42. Bölüm

2.5K 167 15
                                    


Oy verdiysek bölüme geçelimmm.

***************

Okuduğum haberlerin şokunu atlatmıştım ama Aktan'ın neden böyle bir davranışta bulunduğunu anlayamıyordum. Aradığımda açmamış sadece iyi olduğuna dair bir mesaj atmıştı.

Oturduğum salonun koltuğunda elimde telefonla İzmir'e gitmeyi düşünüyordum. Elimdeki sürekli bildirim ve arama yağan telefonu sinirle koltuğa vurduktan sonra bir süre boş boş etrafı izledim. Daha fazla beklemek istemediğimden hızlıca oturduğum koltuktan telefonumu alarak kalktım.

Telefondan en erken bilet saatlerine bakarken gece üçtekini görünce beklemeden aldım. Odama geçtiğim gibi siyah triko vücuduma yapışan dizlerimin bir karış üzerindeki elbiseyi giyindim. Daha uçağın kalkmasına varken evde bekleyemeyeceğimi biliyordum.

Telefonun ekranında Aktan'ın aradığını görünce bekletmeden açarak kulağıma götürdüm. "Alo Aktan? Iyi misin?" Haberleri gördükten sonra beynimi en çok kurcalayan ona bir zarar gelip gelmemesiydi, ne kadar videoda Emre'yi o dövüyor olarak gözüksede video kısa süreliydi daha sonrasında ne olduğunu bilmiyordum.
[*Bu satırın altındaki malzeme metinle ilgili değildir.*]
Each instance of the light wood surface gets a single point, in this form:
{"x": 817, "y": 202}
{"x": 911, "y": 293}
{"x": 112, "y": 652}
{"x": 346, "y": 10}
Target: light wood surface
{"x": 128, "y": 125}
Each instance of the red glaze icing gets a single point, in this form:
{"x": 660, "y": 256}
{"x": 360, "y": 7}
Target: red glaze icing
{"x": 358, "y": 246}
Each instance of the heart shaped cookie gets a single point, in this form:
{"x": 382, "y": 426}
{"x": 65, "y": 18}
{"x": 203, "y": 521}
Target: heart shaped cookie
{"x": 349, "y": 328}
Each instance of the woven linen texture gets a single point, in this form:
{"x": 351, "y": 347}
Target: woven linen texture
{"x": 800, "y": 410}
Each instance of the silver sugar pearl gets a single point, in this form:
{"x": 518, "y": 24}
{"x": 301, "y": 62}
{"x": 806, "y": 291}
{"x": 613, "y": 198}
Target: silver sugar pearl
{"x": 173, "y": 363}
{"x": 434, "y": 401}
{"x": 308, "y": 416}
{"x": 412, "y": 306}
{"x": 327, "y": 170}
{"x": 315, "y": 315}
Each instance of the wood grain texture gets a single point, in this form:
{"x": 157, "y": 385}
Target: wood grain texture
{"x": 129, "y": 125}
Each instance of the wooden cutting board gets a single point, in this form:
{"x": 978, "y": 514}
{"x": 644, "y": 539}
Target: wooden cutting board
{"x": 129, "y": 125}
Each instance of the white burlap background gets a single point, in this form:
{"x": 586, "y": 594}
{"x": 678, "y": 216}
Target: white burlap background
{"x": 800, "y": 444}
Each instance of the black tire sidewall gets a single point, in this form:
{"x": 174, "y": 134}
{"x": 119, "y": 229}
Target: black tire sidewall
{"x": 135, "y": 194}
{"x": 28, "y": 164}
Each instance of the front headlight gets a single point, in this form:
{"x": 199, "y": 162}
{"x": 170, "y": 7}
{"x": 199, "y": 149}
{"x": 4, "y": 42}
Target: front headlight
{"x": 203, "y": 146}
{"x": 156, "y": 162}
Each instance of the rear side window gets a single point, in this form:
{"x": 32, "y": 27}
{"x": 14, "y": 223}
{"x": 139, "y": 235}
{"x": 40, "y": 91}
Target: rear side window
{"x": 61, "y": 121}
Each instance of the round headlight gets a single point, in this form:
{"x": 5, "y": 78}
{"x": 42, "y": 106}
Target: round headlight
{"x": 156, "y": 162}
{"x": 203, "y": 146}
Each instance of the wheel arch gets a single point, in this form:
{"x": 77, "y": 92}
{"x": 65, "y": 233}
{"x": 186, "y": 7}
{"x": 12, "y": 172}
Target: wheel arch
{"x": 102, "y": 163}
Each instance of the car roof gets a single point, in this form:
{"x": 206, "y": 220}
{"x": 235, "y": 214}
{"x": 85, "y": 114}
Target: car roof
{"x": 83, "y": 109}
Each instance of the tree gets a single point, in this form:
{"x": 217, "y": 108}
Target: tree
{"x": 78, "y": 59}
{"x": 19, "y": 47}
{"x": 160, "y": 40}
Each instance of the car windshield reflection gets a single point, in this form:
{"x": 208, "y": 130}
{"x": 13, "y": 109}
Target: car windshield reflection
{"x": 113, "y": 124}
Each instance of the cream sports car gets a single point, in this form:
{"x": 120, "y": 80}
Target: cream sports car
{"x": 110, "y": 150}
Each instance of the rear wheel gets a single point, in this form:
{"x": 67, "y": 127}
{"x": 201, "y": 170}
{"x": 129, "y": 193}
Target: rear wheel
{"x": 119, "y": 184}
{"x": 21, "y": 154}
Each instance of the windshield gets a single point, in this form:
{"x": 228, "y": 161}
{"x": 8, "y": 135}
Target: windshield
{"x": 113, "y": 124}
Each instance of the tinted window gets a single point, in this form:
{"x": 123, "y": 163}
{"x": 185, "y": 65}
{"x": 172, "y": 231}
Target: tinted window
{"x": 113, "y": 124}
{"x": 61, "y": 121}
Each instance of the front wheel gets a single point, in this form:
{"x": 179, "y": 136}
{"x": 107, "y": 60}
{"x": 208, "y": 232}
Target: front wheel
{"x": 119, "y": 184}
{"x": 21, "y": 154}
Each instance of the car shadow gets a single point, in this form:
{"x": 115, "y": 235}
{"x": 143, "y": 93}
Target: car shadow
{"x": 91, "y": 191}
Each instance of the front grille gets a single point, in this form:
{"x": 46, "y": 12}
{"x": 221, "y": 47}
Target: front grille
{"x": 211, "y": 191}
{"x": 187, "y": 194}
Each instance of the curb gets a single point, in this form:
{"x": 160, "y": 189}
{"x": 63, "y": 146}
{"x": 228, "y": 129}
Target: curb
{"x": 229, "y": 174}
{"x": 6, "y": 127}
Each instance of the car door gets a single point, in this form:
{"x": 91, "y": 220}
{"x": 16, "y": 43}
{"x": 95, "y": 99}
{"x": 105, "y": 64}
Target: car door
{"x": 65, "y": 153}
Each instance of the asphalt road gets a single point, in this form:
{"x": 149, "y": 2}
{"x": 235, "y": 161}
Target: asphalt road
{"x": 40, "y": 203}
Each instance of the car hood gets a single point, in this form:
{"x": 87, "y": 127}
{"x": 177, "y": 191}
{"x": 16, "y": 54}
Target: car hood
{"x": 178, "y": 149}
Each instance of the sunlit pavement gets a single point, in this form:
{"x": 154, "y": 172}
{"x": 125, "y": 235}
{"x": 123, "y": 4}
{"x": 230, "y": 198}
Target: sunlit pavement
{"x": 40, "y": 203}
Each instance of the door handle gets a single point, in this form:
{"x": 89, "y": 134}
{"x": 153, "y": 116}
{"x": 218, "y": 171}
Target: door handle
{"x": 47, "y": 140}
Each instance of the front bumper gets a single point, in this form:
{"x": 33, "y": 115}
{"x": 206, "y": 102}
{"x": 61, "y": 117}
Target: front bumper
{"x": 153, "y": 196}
"Iyiyim, sakin ol." Derin bir nefes verdikten sonra elimle yüzümü sıvazladım. "Bir yerine bir şey oldu mu?" Iyi olduğundan emin olmak için sorularımı sıralarken kavga etmesine neden olabilecek hiç bir mantıklı sebep bulamıyordum. "Hiç bir şey olmadı, gerçekten iyiyim. O izlediğin videodan sonra bir kaç koruma daha gelip bizi ayırdılar." 

"Sizi ayırdılar mı, seni mi ayırdılar?" Yatağımın üzerine oturduktan sonra ona zarar gelmemiş olmasıyla rahatladım. Sessiz kalmasıyla devam ettim. "Aktan ne oluyor Allah aşkına? Neden adamı ölesiye dövdün? " Telefonun karşı tarafında yaşanan sessizlikle pes etmeyip seçenek sunmaya başladım.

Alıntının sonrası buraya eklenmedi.